Por: Catarina Betes
Há gente que fica na nossa memória. Por vezes são apenas vultos, esboços, que a cortina do tempo insiste em apagar. Mas por algum motivo, resistem. Deixam-se ficar.
Maria Amélia vivia e trabalhava em Lisboa, numa época em que as mulheres não existiam sozinhas, poucas tinham empregos e raras não tinham marido.
Recordo quando a via chegar aos fins de semana, à casa que tinha na minha rua. Maquilhada, vestida com roupas extravagantes. Tinha também um brilho nos olhos que eu desconhecia de onde vinha.

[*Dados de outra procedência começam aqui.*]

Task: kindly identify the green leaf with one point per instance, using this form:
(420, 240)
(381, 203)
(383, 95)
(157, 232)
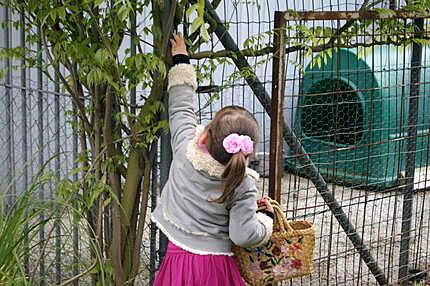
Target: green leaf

Só mais tarde percebi que era fruto da liberdade em que vivia.
Não teve marido nem filhos, nem me pareceu em nenhum momento que deles tivesse sentido a falta.
Viveu a vida que quis, viajou, conheceu o mundo e regressou à aldeia sempre que lhe apeteceu.
Era tratada por menina e eu perguntava-me porquê. Só depois percebi que quem não casava não ascendia ao estatuto de mulher adulta. Continuava menina pela vida fora. (Estranha vida esta).
E quando partiu deste mundo, aos noventa e poucos, foi “a menina Amélia que morreu”, ouvia-se na rua, enquanto os sinos dobravam, no alto da torre da igreja.
Nunca me pareceu uma mulher deste tempo e eu observava-a, do cimo dos meus sete ou oito anos com a curiosidade caraterística de quem vê um espécimen diferente. Falava alto e ria muito, num tempo em que as mulheres ou não sabiam, ou não tinham motivos para sorrir.
Entrei algumas vezes na sua casa. E deliciava-me. Com as cores, os cheiros, o som da vida e da independência num tempo em que a mulher era pouco mais que um farrapo. Mas aquela não.
Viveu como quis, saia de casa de cabeça erguida e não tenho dúvidas, no seu modo solitário de viver, aquela mulher, sim. Naquele tempo, foi feliz.